Por de pronto Jesús resuelve, de manera muy sencilla pero definitiva, el problema, tantas veces debatido por teólogos y escrituristas, sobre la fe y las obras (no basta ‘decir’; es necesario ‘cumplir’). Y, para darle aún más fuerza, lo hace en calidad de Hijo predilecto de Dios (“mi Padre”), y desde la perspectiva escatológica del juicio final:
Aquel día, muchos dirán:
"Señor, Señor,
¿no hemos profetizado en tu nombre,
y en tu nombre echado demonios,
y no hemos hecho en tu nombre muchos milagros?"
Aquel día es un término empleado frecuentemente por los profetas para designar el día final de los tiempos. Jesús admite que muchos de sus oyentes han escuchado y aceptado sus palabras; es más, han creído en Él y tienen fe suficiente para realizar en su nombre muchos milagros; incluso pueden echar demonios (prodigio especialmente reacio a la acción de los apóstoles Mt. 17´19). Sin embargo, aquel día nada de esto será definitivo para dictar sentencia en el juicio:
Yo entonces les declararé:
"Nunca os he conocido.
Alejaos de mí, malvados.
Aunque se presupone la fe, lo único que ‘aquel día’ tendrá valor, son las obras, el ’cumplir la voluntad de mi Padre que está en el cielo’.
Al aludir al juicio final el texto parece recordar la sentencia condenatoria de Jesús en el último día: Apartaos de mí, malditos … Porque tuve hambre y no me disteis de comer, tuve sed y no me disteis de beber (Mat.25, 41s.); es decir, lo único que aquel día tendrá valor, no son las profecías o los milagros, sino el amor al prójimo; esto es lo único que Jesús tendrá en cuenta y lo que ahora quiere de sus discípulos. Pablo lo repetirá en su carta a los corintios: Aunque posea el don de profecía y …aunque tenga una fe como para mover montañas, si no tengo amor, no soy nada. El amor nunca acabará. Las profecías serán eliminadas (1 Cor.13)

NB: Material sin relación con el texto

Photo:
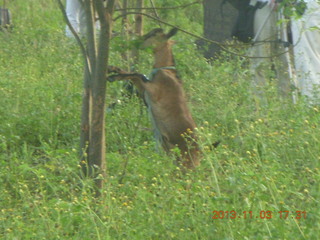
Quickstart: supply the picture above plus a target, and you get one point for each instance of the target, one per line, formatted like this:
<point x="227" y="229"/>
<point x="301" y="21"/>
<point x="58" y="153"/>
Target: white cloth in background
<point x="76" y="15"/>
<point x="306" y="39"/>
<point x="266" y="33"/>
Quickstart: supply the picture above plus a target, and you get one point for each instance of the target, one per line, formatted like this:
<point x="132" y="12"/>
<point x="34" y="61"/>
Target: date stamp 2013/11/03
<point x="259" y="215"/>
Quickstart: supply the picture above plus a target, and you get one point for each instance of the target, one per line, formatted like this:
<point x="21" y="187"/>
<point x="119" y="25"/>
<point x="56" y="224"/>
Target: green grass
<point x="268" y="160"/>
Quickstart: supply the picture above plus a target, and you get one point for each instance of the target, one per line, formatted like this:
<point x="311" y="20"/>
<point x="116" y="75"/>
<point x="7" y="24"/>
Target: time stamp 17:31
<point x="259" y="215"/>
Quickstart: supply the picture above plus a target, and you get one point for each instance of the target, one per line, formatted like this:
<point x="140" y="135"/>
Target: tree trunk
<point x="218" y="22"/>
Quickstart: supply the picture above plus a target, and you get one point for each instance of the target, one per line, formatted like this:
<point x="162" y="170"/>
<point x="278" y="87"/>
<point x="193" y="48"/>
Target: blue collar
<point x="155" y="71"/>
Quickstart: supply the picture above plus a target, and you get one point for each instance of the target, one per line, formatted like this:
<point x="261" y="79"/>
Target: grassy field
<point x="267" y="162"/>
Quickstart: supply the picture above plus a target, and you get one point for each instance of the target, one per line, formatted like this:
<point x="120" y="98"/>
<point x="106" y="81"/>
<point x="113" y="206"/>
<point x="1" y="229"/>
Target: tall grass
<point x="268" y="160"/>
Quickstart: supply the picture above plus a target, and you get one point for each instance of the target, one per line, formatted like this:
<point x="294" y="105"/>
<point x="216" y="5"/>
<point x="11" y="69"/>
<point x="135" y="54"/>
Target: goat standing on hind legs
<point x="165" y="98"/>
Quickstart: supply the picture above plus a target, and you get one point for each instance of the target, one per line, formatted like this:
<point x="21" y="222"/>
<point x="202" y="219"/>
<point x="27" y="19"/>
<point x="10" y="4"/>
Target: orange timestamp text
<point x="259" y="215"/>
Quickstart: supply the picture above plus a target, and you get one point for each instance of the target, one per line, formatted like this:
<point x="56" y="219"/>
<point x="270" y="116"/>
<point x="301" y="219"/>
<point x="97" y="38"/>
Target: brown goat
<point x="165" y="98"/>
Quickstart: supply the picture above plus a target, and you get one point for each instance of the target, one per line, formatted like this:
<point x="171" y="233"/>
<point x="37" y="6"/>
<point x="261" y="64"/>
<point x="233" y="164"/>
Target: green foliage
<point x="268" y="159"/>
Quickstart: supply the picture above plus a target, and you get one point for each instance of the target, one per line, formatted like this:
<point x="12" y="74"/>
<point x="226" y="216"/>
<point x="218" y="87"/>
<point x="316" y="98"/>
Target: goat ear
<point x="172" y="32"/>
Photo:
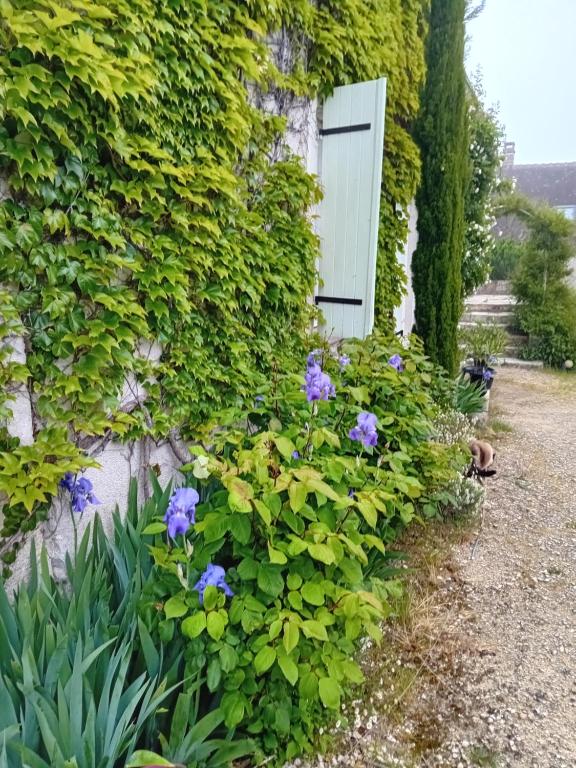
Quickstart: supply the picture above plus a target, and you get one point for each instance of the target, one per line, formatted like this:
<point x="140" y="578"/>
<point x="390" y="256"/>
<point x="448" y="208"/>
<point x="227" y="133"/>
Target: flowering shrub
<point x="275" y="578"/>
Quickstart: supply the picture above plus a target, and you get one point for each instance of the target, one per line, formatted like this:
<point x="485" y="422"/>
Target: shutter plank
<point x="351" y="164"/>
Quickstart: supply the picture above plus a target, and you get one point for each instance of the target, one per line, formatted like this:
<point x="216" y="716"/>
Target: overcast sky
<point x="526" y="50"/>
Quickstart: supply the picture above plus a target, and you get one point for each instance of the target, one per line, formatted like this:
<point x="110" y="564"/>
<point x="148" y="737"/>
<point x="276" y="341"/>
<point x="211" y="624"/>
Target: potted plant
<point x="482" y="343"/>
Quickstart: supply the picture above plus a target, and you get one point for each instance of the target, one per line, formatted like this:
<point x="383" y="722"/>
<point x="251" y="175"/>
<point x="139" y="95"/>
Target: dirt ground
<point x="519" y="583"/>
<point x="481" y="670"/>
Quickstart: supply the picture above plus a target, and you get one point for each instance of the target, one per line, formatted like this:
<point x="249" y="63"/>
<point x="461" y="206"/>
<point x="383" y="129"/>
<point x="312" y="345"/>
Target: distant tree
<point x="473" y="10"/>
<point x="546" y="304"/>
<point x="443" y="138"/>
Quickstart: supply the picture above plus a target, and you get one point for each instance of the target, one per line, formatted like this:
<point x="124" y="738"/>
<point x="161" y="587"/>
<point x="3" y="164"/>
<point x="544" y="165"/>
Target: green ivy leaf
<point x="313" y="593"/>
<point x="276" y="556"/>
<point x="297" y="493"/>
<point x="285" y="446"/>
<point x="329" y="691"/>
<point x="154" y="528"/>
<point x="193" y="626"/>
<point x="174" y="608"/>
<point x="322" y="552"/>
<point x="213" y="675"/>
<point x="215" y="625"/>
<point x="289" y="668"/>
<point x="270" y="580"/>
<point x="314" y="629"/>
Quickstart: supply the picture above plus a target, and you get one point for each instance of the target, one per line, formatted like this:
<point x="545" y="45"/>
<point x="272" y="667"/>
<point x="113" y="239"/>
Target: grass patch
<point x="499" y="426"/>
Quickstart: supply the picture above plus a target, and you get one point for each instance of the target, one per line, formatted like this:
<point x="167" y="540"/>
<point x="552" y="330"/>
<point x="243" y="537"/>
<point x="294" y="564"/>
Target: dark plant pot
<point x="480" y="374"/>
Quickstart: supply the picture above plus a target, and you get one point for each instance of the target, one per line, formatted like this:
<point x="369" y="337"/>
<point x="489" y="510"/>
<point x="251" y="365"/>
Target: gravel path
<point x="518" y="693"/>
<point x="482" y="670"/>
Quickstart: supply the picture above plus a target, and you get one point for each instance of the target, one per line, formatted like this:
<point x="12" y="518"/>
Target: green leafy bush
<point x="298" y="515"/>
<point x="505" y="257"/>
<point x="482" y="342"/>
<point x="546" y="304"/>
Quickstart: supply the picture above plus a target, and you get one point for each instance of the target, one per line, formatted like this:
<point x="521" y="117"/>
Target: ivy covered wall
<point x="140" y="210"/>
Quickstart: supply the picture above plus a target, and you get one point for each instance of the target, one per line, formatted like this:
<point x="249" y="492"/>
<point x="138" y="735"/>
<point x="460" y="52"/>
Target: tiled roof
<point x="553" y="183"/>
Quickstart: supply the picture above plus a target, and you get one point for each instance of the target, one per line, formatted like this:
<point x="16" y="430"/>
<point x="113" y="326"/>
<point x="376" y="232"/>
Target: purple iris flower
<point x="318" y="384"/>
<point x="365" y="430"/>
<point x="312" y="358"/>
<point x="181" y="511"/>
<point x="80" y="491"/>
<point x="214" y="576"/>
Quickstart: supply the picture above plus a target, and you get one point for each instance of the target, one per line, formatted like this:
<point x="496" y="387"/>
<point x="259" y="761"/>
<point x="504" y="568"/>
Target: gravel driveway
<point x="483" y="670"/>
<point x="518" y="694"/>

La breve parábola de las dos casas, que relata a continuación el texto evangélico, es solo una prueba del principio general. Si al final se nos va a aceptar como discípulos de Jesús, no por escuchar sus palabras, sino por ponerlas en práctica, la elección actual es solo un gesto de sensatez o insensatez. Jesús lo expresa en forma de parábola (escuchar y practicar: fe y obras):
El que escucha estas palabras mías
y las pone en práctica
se parece a aquel hombre prudente
que edificó su casa sobre roca.
Cayó la lluvia, se salieron los ríos,
soplaron los vientos y descargaron contra la casa;
pero no se hundió,
porque estaba cimentada sobre roca.
Al hombre prudente se opone, paralelamente, el insensato. La insensatez consiste en escuchar y no practicar. Se ha percibido el valor de las palabras de Jesús, pero no se pasa de ahí. Continúa Jesús la parábola en sentido contrario (escuchar sin practicar: fe sin obras):
El que escucha estas palabras mías
y no las pone en práctica
se parece a aquel hombre necio
que edificó su casa sobre arena.
Cayó la lluvia, se salieron los ríos,
soplaron los vientos y rompieron contra la casa,
y se hundió totalmente.
El evangelio de hoy es, pues, una invitación a poner en práctica las palabras de Jesús. La doctrina sólo adquiere credibilidad en la coherencia de la vida real. Escuchar sin practicar es edificar sobre arena. Jesús, como Maestro, “hizo y enseñó desde el principio”, dice Lucas: Hch,1,1). Al discípulo de Jesús le corresponde escuchar y poner en práctica las enseñanzas del Maestro.